Saat itu, pemerintah ingin menyatukan rakyat di bawah satu simbol kekaisaran yang dihubungkan dengan garis keturunan ilahi. Perayaan ini menjadi bagian dari strategi membangun kesadaran nasional di tengah perubahan besar pasca-Restorasi Meiji.
4. Dihapus setelah Perang Dunia II
Setelah Jepang kalah dalam Perang Dunia II, otoritas pendudukan Sekutu memutuskan untuk menghapus Kigensetsu pada tahun 1948. Hari tersebut dianggap terlalu terkait dengan ideologi nasionalisme dan mitos kekaisaran yang mendukung militerisme sebelum perang.
Penghapusan ini merupakan bagian dari upaya mendemokratisasi Jepang dan menghilangkan elemen-elemen yang dapat memicu semangat ultranasionalis. Selama hampir dua dekade, Jepang tidak lagi memiliki hari libur yang secara khusus memperingati pendirian negara.
5. Dihidupkan Kembali pada 1966–1967
Setelah melalui perdebatan panjang di parlemen, hari libur ini diaktifkan kembali pada tahun 1966 melalui undang-undang dan mulai dirayakan lagi pada 1967 dengan nama baru Kenkoku Kinen no Hi. Perubahan nama dan penekanan pada aspek peringatan mencerminkan semangat zaman baru yang lebih terbuka dan reflektif.
Pemerintah menegaskan bahwa hari ini bukan untuk mengagungkan masa lalu secara berlebihan, melainkan untuk mengenang perjuangan leluhur serta berharap kemajuan bangsa ke depan.
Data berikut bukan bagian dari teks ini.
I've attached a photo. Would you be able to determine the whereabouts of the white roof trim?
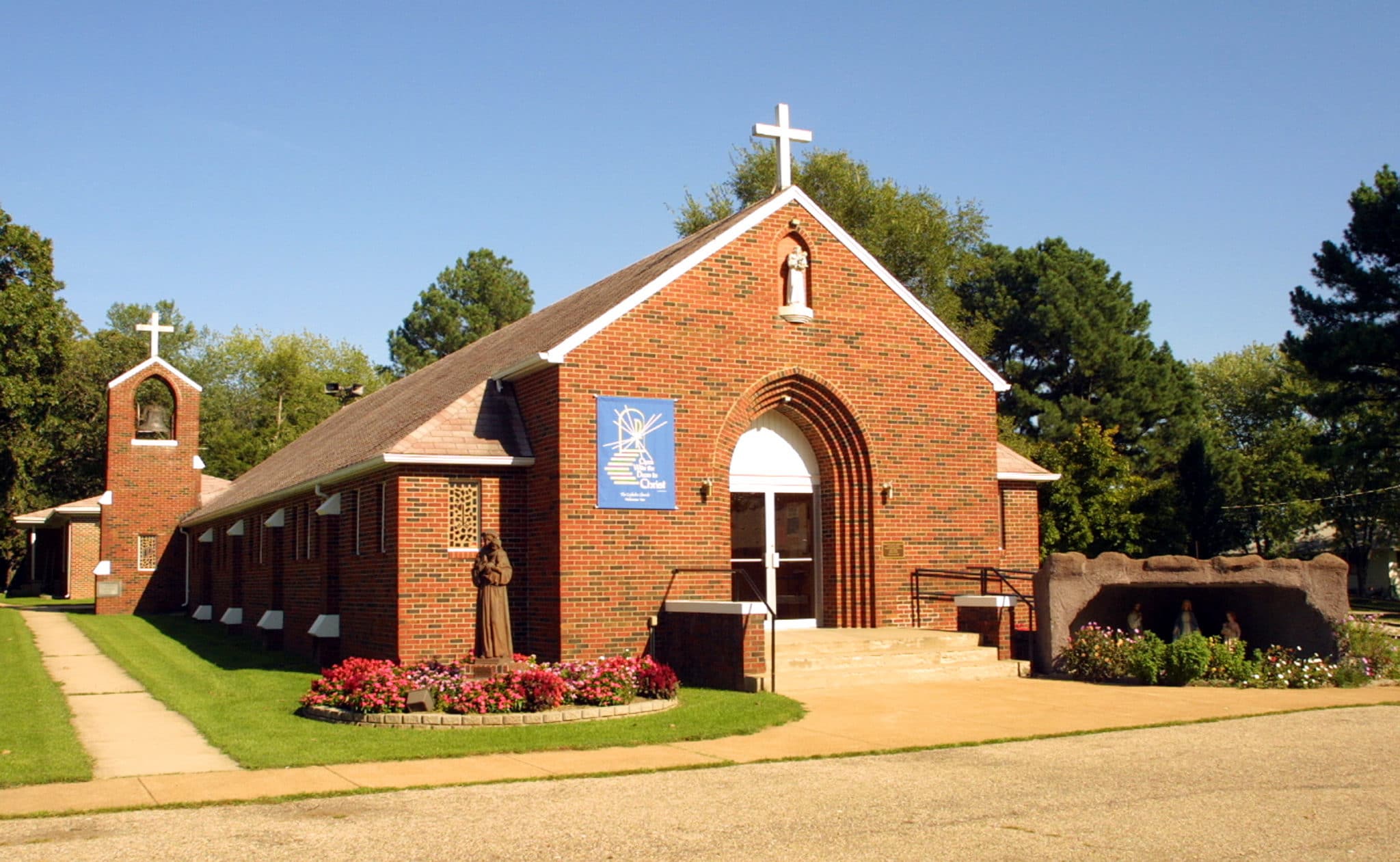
[492,353,558,381]
[792,186,1011,392]
[532,186,1011,392]
[383,452,535,468]
[107,357,204,392]
[997,473,1060,481]
[189,452,535,524]
[542,186,815,362]
[53,505,103,515]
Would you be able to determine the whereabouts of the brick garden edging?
[301,698,680,731]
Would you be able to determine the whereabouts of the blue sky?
[0,1,1400,361]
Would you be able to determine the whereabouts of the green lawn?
[0,608,92,786]
[72,615,803,768]
[1351,596,1400,625]
[0,595,92,607]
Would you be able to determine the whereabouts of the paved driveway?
[0,707,1400,862]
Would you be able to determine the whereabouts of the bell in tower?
[136,403,171,440]
[136,377,175,440]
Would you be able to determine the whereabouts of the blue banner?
[597,396,676,509]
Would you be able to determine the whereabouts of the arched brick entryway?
[711,368,876,627]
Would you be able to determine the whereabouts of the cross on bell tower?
[136,310,175,360]
[753,102,812,191]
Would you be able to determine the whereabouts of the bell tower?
[92,312,204,613]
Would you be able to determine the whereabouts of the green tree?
[1308,399,1400,587]
[1284,165,1400,425]
[1192,345,1325,557]
[675,144,990,351]
[389,249,535,377]
[1176,434,1242,560]
[192,329,385,479]
[1284,165,1400,574]
[959,238,1198,470]
[1027,420,1148,557]
[0,210,79,581]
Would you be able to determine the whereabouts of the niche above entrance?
[729,410,818,493]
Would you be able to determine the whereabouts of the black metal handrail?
[908,565,1036,666]
[671,568,779,692]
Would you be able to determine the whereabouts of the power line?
[1221,485,1400,509]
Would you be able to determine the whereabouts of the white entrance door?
[729,413,820,628]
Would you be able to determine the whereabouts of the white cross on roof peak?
[753,102,812,191]
[136,310,175,360]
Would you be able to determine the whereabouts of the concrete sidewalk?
[14,607,238,783]
[0,635,1400,816]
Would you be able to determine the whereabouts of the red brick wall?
[90,365,200,613]
[1001,481,1040,574]
[178,197,1039,671]
[535,204,1001,656]
[68,521,103,599]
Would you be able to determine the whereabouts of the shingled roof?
[185,186,1030,524]
[997,444,1060,481]
[186,197,763,522]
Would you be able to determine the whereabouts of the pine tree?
[389,249,535,377]
[0,210,79,581]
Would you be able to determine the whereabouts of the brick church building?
[22,104,1055,672]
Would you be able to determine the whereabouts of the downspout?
[63,521,72,599]
[176,528,189,607]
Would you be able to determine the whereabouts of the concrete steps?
[764,628,1022,692]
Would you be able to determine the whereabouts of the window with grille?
[136,535,155,572]
[346,491,360,556]
[446,479,482,552]
[379,481,389,554]
[287,507,305,560]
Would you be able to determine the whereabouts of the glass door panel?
[772,494,816,620]
[729,491,768,602]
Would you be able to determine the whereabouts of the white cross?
[136,310,175,360]
[753,102,812,191]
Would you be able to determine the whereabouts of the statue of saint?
[1172,599,1201,644]
[1221,610,1241,641]
[787,246,808,306]
[472,530,515,662]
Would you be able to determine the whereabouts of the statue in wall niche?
[1172,599,1201,644]
[787,246,808,306]
[472,530,515,662]
[1221,610,1241,641]
[1129,602,1142,631]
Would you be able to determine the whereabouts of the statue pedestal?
[472,659,525,679]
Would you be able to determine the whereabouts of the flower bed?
[1055,617,1400,688]
[301,655,680,725]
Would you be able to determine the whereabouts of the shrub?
[637,655,680,700]
[1125,631,1166,686]
[1332,656,1375,688]
[301,658,414,712]
[1055,623,1127,683]
[1202,636,1256,683]
[553,656,637,707]
[1246,647,1334,688]
[1162,631,1211,686]
[515,667,568,712]
[1336,615,1400,680]
[301,655,679,714]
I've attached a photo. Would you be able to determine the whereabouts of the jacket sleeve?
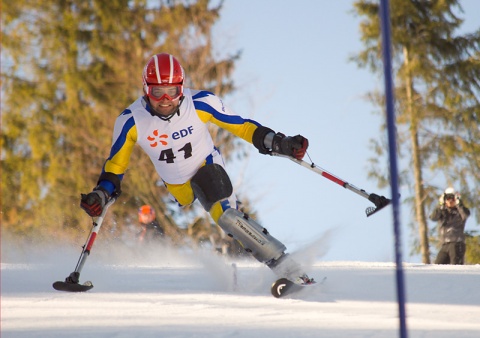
[98,110,137,194]
[193,91,261,143]
[457,204,470,221]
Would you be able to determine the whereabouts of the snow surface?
[1,241,480,338]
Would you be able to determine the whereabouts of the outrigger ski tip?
[53,271,93,292]
[53,281,93,292]
[270,278,316,298]
[365,194,391,217]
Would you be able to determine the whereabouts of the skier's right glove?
[80,187,109,217]
[272,133,308,160]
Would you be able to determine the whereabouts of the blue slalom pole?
[380,0,408,338]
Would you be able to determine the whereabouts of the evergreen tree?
[1,0,244,248]
[353,0,480,263]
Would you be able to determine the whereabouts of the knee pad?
[190,163,233,211]
[218,208,287,263]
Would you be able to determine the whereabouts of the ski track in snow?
[1,239,480,338]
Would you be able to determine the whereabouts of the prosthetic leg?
[191,163,310,284]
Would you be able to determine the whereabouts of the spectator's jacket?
[430,204,470,244]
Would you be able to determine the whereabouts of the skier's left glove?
[80,187,110,217]
[272,133,308,160]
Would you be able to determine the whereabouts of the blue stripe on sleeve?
[108,116,135,160]
[193,101,261,127]
[192,90,214,100]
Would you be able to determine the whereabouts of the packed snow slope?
[1,239,480,338]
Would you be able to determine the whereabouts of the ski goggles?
[147,85,183,101]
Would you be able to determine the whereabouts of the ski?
[270,278,316,298]
[53,281,93,292]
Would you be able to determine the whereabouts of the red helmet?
[142,53,185,101]
[138,204,155,223]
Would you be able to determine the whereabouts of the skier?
[430,187,470,265]
[80,53,313,284]
[137,204,164,243]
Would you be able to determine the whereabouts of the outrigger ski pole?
[272,153,391,217]
[53,196,117,292]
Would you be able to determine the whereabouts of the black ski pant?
[435,242,466,265]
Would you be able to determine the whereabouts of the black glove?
[80,187,109,217]
[272,133,308,160]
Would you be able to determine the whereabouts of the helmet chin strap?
[155,95,185,122]
[145,95,185,121]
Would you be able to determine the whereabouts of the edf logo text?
[172,126,193,140]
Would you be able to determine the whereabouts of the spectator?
[137,205,164,243]
[430,187,470,264]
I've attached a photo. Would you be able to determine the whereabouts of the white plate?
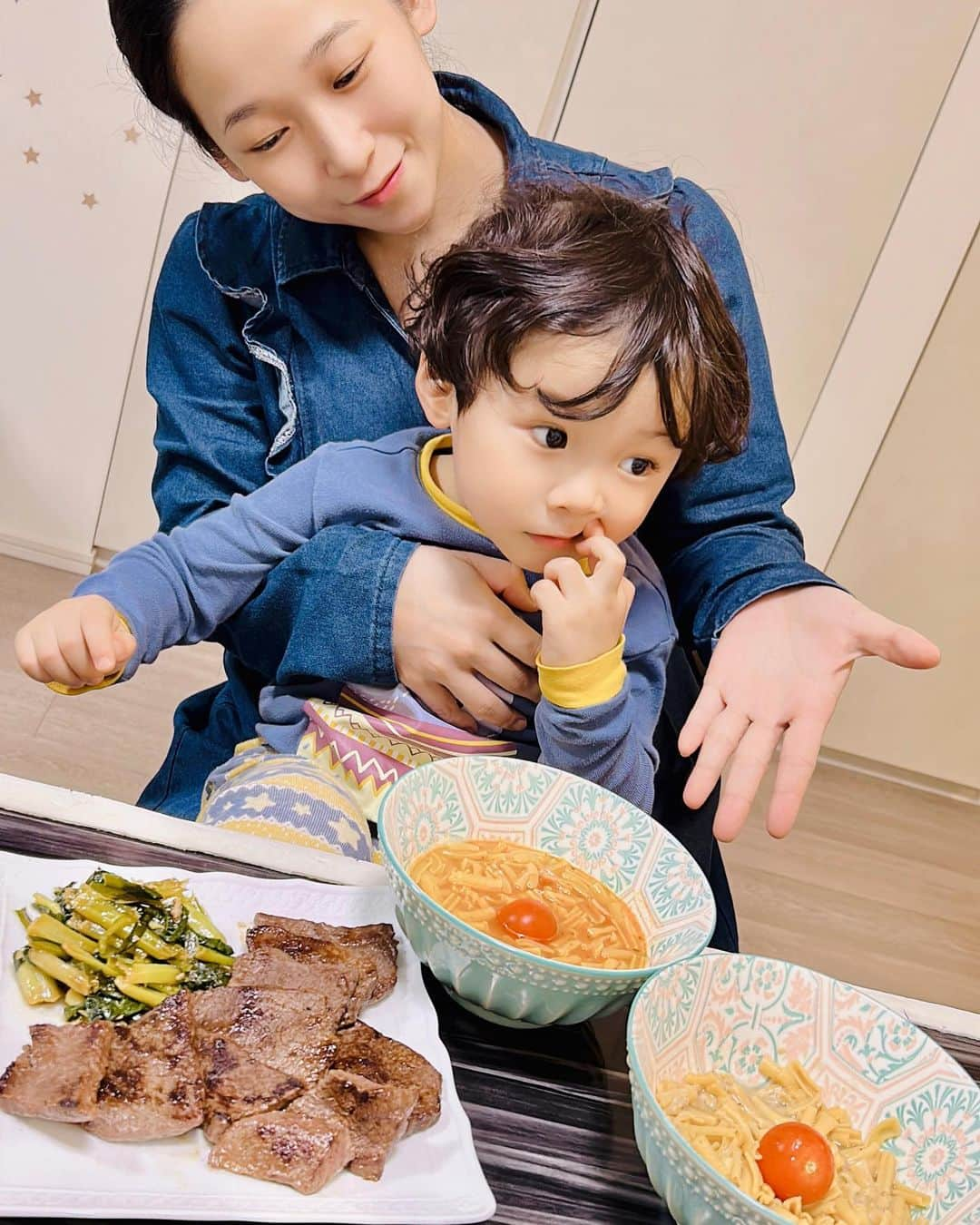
[0,851,496,1225]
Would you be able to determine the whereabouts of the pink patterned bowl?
[627,953,980,1225]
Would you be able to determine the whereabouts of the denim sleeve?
[638,179,836,657]
[147,217,414,685]
[534,637,676,812]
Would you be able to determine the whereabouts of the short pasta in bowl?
[378,756,715,1025]
[627,952,980,1225]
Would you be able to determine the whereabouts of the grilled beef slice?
[286,1072,419,1182]
[209,1110,354,1196]
[195,1036,307,1144]
[82,991,204,1141]
[328,1021,442,1135]
[191,979,346,1085]
[0,1021,113,1123]
[248,914,398,1002]
[229,946,374,1024]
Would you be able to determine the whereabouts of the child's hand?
[14,595,136,689]
[531,527,636,668]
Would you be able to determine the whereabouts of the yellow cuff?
[536,634,626,710]
[46,609,133,697]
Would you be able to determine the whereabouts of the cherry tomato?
[497,898,559,945]
[759,1122,834,1204]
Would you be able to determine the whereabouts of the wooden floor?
[0,557,980,1012]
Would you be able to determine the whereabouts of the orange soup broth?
[408,838,647,970]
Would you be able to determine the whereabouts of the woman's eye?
[251,127,286,153]
[531,425,568,451]
[333,60,364,90]
[620,457,657,476]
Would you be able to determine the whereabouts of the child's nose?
[316,112,374,179]
[549,476,605,517]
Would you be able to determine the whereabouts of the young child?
[16,184,750,858]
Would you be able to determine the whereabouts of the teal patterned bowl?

Kini, perayaan lebih sederhana, berupa acara keluarga, parade kecil di beberapa daerah, serta pidato resmi yang menekankan perdamaian dan kemajuan.
Hari Peringatan Berdirinya Negara tetap menjadi salah satu momen penting dalam kalender Jepang meski tidak dirayakan dengan gegap gempita seperti festival musiman lainnya. Bagi masyarakat Jepang, tanggal 11 Februari menjadi pengingat akan akar budaya dan sejarah panjang yang membentuk identitas nasional hingga hari ini.
Di tengah kehidupan modern yang serba cepat, hari libur ini mengajak setiap individu untuk sejenak merenung, menghargai warisan leluhur, serta berkontribusi bagi masa depan yang lebih baik bagi negara.